PEMALANG, CMI News – Gabungan Wartawan Indonesia (GWI) Dewan Pimpinan Cabang (DPC) Pemalang menyatakan sikap tegas untuk membawa insiden dugaan pelarangan dan penghalangan tugas jurnalistik ke ranah hukum. Langkah ini diambil menyusul insiden yang dialami anggotanya saat meliput kunjungan kerja resmi Bupati Pemalang, Anom Widiyantoro, ke PT. Longwell International pada Senin (10/11/2025).

​GWI secara khusus menyoroti ancaman hukuman pidana penjara paling lama dua tahun dan denda hingga Rp500 juta yang mengintai pihak perusahaan berdasarkan Undang-Undang Nomor 40 Tahun 1999 tentang Pers.

​Insiden bermula ketika dua wartawan dari Media Komando Bhayangkara dan Media Seruni hendak meliput agenda kunjungan kerja kepala daerah ke pabrik sepatu olahraga tersebut. Keduanya merupakan anggota aktif GWI DPC Pemalang.

​Menurut keterangan wartawan di lokasi, mereka dihadang oleh petugas keamanan di pintu gerbang pabrik. Meskipun sudah menunjukkan identitas resmi berupa ID Card Media dan GWI, serta memberitahukan maksud kedatangan untuk meliput kegiatan Bupati yang bersifat publik, akses mereka tetap ditolak.

​”Saya sudah menunjukkan identitas ID Card Media dan GWI, dan memberitahukan maksud kedatangan adalah untuk meliput kegiatan Bupati. Namun, petugas tetap tidak memperbolehkan masuk, katanya harus menunggu izin dari ‘komandan’ atau ‘mister’ di dalam,” ungkap salah seorang wartawan korban pelarangan.

 

​Setelah menunggu lama tanpa ada kepastian akses, rombongan jurnalis terpaksa memutar balik. Akses mereka untuk memperoleh informasi dan mengambil gambar di lokasi kunjungan kerja pejabat publik itu secara tiba-tiba dihalangi.

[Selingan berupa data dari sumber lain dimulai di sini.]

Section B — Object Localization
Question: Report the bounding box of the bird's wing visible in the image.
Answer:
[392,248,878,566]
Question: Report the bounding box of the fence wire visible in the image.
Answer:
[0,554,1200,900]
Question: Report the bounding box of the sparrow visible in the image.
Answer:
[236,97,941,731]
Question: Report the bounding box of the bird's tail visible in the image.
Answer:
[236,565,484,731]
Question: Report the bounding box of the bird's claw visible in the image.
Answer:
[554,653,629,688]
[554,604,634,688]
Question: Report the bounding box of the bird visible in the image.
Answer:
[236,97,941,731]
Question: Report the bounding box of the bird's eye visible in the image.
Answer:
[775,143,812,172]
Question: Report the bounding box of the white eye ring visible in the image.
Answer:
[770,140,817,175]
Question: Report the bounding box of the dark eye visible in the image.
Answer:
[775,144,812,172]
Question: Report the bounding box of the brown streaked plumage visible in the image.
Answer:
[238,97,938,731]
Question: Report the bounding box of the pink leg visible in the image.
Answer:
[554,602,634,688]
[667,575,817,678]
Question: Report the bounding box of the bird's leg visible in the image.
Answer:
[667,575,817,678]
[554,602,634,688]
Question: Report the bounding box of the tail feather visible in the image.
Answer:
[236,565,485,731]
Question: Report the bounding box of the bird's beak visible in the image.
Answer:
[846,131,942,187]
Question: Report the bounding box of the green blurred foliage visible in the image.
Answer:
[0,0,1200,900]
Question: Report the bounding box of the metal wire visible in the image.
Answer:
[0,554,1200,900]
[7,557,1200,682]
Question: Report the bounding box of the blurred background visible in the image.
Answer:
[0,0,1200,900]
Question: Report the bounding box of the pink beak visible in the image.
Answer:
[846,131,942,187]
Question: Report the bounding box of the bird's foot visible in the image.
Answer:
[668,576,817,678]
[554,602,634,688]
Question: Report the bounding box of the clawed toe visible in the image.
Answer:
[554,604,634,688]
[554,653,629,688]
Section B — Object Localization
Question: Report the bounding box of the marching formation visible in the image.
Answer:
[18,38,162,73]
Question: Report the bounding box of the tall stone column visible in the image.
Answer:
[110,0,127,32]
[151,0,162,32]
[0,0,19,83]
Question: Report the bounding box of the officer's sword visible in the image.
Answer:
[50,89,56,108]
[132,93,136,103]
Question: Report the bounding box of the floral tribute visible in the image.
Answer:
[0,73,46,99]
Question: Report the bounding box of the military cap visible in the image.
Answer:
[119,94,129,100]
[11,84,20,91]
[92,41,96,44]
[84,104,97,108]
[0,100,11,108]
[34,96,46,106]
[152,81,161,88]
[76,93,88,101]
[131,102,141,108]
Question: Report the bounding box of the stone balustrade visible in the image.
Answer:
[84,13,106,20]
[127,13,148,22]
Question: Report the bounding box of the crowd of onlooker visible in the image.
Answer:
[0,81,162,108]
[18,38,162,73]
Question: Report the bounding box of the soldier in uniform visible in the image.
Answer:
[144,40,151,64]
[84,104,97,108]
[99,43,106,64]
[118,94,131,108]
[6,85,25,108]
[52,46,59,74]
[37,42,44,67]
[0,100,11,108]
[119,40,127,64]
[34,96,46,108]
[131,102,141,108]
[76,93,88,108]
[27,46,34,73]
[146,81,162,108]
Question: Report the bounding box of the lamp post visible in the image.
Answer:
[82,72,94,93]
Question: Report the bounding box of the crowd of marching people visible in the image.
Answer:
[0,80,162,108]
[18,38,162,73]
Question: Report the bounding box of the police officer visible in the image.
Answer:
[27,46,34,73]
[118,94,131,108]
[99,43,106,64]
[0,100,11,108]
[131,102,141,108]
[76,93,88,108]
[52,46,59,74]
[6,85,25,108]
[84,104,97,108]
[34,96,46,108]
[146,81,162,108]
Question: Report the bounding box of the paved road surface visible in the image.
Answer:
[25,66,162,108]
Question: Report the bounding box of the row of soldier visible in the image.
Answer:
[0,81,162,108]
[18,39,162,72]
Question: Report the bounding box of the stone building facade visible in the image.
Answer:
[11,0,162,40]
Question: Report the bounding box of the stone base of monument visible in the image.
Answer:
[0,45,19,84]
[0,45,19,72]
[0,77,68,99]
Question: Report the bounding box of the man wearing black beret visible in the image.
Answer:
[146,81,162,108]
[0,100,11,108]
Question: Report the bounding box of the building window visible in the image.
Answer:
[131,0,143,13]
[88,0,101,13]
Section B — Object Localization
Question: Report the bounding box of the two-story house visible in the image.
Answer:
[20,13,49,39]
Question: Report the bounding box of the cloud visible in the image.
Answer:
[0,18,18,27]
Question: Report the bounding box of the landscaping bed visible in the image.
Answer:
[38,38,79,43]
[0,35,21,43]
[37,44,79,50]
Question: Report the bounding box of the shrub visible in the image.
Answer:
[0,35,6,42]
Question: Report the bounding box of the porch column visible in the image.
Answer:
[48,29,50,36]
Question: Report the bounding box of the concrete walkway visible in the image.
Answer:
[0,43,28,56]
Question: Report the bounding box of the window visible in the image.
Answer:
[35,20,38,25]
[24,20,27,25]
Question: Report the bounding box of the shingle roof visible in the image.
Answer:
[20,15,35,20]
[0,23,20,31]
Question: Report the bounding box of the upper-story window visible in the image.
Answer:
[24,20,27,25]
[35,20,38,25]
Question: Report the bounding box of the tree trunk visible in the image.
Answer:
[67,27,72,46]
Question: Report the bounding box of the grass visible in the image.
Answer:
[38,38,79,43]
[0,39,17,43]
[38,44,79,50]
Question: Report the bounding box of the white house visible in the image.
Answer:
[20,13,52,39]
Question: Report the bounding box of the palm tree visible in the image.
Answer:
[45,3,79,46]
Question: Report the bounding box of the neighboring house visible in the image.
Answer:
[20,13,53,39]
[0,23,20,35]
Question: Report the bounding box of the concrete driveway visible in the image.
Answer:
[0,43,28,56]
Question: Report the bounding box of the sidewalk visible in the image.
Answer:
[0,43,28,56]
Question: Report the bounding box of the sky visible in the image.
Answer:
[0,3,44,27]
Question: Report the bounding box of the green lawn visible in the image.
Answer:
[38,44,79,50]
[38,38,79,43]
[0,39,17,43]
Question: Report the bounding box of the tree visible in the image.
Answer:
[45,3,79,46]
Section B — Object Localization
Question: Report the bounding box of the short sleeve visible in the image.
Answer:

​Tindakan Perusahaan Dianggap Kriminalisasi Pers

​Ketua GWI DPC Pemalang, Suhermo, menegaskan bahwa tindakan yang dilakukan oleh pihak perusahaan merupakan bentuk nyata intervensi terhadap kebebasan pers dan tidak bisa ditoleransi. Ia menyebut insiden ini sebagai bentuk kriminalisasi terhadap profesi pers.

​”Tindakan ini jelas-jelas mencederai demokrasi dan melanggar Pasal 4 ayat (3) UU Pers, yang menjamin kemerdekaan pers. Wartawan berhak mencari, memperoleh, dan menyebarluaskan gagasan dan informasi,” tegas Suhermo dalam konferensi pers di Sekretariat GWI Pemalang.

​Suhermo secara khusus menyoroti ancaman pidana bagi setiap pihak yang menghalangi kerja pers. Ia mengutip bunyi Pasal 18 ayat (1) Undang-Undang Nomor 40 Tahun 1999 tentang Pers:

“Setiap orang yang secara melawan hukum dengan sengaja melakukan tindakan yang berakibat menghambat atau menghalangi pelaksanaan ketentuan Pasal 4 ayat (2) dan ayat (3) dipidana dengan pidana penjara paling lama 2 (dua) tahun atau denda paling banyak Rp500.000.000,00 (lima ratus juta rupiah).”

 

​GWI Siapkan Tim LBH untuk Laporan Resmi

​Sebagai respons atas dugaan pelanggaran hukum tersebut, GWI DPC Pemalang menyatakan telah mengambil sikap keras. Suhermo memastikan pihaknya sedang mengumpulkan seluruh bukti, rekaman, dan kesaksian untuk segera membuat laporan resmi ke aparat penegak hukum di Pemalang.

​”Kami tidak akan tinggal diam. Kami berharap, insiden serupa tidak terulang kembali. Kegiatan kunjungan kerja kepala daerah adalah kegiatan yang bersifat publik dan harusnya terbuka untuk diliput sebagai bentuk transparansi dan akuntabilitas kepada masyarakat Pemalang,” tutup Suhermo.

​Langkah hukum ini akan didukung penuh dengan pembentukan Tim LBH GWI (Lembaga Bantuan Hukum Gabungan Wartawan Indonesia) yang akan mengawal proses pelaporan dan penuntutan kasus ini. Kejadian ini juga sudah disampaikan secara resmi kepada Ketua Umum Gabungan Wartawan Indonesia (GWI) di tingkat pusat.